I am just thinking that there is a place in alt_counts_df where we may want to specify a unique(alt_counts_df[column_name])
but it is still possible to do all of this by specifying counts in rtables or doing some processing in afun. I put it here just to discuss it, it is fine to move it to {tern}
Typically you do this with your selection of alt_count_df itself. alt_count_df is primarily used to control what shows up in the N=
part; I don't know about a case where you need to use something else for alt_count_df and still wanted that behavior, do you have more details?
This issue came up as there was a bug in the alt_count_df
where 1 subject was duplicated. It was legacy data and you would think this wouldn't happen in a real project, but it did.
hi @anajens , can we just add an assertion to check "alt_count_df" that the number of unique subject id is equal to the total number of rows then? I feel this way, it can give more informative error messages, and our assumption is protected
Once the column subset expressions PR is in, this would be doable in a split function and could be used by default in tern/chevron without needing a mandatory change in the foundational rtables behavior.

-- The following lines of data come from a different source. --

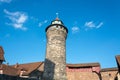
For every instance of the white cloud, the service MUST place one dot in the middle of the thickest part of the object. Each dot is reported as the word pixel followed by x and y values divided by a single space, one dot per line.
pixel 5 1
pixel 91 24
pixel 75 29
pixel 99 25
pixel 17 19
pixel 42 23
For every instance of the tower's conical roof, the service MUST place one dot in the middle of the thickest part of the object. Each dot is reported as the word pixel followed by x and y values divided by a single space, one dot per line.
pixel 57 21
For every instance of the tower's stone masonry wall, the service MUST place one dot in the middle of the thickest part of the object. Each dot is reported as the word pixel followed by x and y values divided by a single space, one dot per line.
pixel 55 62
pixel 82 76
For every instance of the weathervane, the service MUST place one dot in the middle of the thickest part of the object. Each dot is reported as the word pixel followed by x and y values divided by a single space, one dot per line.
pixel 57 16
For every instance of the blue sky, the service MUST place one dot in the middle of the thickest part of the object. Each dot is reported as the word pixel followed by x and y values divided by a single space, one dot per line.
pixel 94 29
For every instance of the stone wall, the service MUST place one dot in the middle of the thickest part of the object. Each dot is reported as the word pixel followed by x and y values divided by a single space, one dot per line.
pixel 109 75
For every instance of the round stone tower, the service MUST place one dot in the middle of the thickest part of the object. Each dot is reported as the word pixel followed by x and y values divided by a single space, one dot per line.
pixel 55 62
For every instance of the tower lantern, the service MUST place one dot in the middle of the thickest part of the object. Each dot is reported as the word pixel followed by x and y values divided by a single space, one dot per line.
pixel 55 62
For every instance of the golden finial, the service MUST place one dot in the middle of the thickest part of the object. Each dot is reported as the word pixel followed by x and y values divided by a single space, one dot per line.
pixel 57 16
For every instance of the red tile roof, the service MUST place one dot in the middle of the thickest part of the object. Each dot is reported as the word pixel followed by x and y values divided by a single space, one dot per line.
pixel 84 65
pixel 109 69
pixel 8 70
pixel 1 54
pixel 29 67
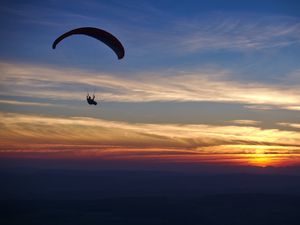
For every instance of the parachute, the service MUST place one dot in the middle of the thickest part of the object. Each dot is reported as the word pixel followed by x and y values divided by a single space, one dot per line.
pixel 101 35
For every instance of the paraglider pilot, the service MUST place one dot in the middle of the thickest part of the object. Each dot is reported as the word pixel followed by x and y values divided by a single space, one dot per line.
pixel 91 100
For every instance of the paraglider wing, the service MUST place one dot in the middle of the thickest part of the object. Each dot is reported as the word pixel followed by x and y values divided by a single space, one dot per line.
pixel 97 33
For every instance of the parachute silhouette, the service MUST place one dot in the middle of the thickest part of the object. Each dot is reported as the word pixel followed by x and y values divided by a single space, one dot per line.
pixel 101 35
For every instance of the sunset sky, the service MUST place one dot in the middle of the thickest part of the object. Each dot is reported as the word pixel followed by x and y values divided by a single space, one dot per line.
pixel 203 83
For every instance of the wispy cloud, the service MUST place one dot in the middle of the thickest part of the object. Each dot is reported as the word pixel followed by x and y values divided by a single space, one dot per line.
pixel 294 125
pixel 239 33
pixel 213 86
pixel 246 122
pixel 25 103
pixel 120 139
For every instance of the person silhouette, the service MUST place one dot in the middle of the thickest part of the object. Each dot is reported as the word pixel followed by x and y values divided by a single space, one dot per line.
pixel 91 100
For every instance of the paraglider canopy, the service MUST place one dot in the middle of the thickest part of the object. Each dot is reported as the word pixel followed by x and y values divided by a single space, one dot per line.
pixel 101 35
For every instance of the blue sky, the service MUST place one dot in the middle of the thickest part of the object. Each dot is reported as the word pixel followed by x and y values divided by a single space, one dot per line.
pixel 212 63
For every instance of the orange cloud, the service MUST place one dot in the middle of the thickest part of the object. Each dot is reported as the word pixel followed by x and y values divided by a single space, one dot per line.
pixel 89 137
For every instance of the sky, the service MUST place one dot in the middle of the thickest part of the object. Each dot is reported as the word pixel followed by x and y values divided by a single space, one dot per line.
pixel 202 82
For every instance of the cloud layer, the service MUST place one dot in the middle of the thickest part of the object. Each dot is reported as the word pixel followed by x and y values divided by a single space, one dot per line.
pixel 213 86
pixel 20 133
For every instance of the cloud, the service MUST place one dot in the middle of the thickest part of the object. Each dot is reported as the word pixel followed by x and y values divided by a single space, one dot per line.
pixel 211 85
pixel 25 103
pixel 89 137
pixel 239 33
pixel 294 125
pixel 246 122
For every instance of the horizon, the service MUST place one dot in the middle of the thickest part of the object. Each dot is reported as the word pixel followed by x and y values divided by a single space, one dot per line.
pixel 204 83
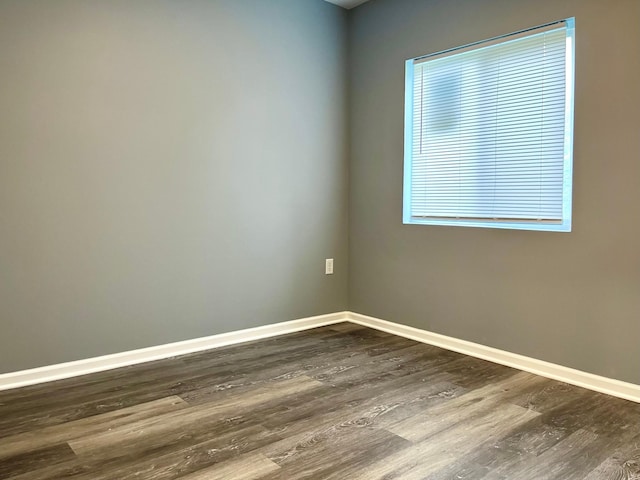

Another possibility would scripts/snippets that QC data assumptions, which would be useful in a wider context
On further reflection, a split function wouldn't really help here, but I'm still very skeptical of relaxing the "same thing happens to the alt_count_df and df" aspect as its pretty core to how rtables works currently.
If this were going to be something that needs handling in rtables, it seems like it would come in the form of declaring a "count function", which will be called on the relevant subset of alt_count_df. The default being simply NROW
.
i think what rtables has now is sufficient, it really should be the data preprocessing to clean up the data, I think an assertion to the assumption should be sufficient. what do you think?
Yeah I think some kind of assertion check in tern might be sufficient. It's potentially dangerous to leave as is since there is no error or warning given. This case shouldn't happen on a real project where people are familiar with the data but it still seems like a good sanity check to add.
I will need to confirm but I think there's a J&J template which calls for alt_count_df to have non-uniqueness; I don't know that baking in an assertion is a good idea for a general framework.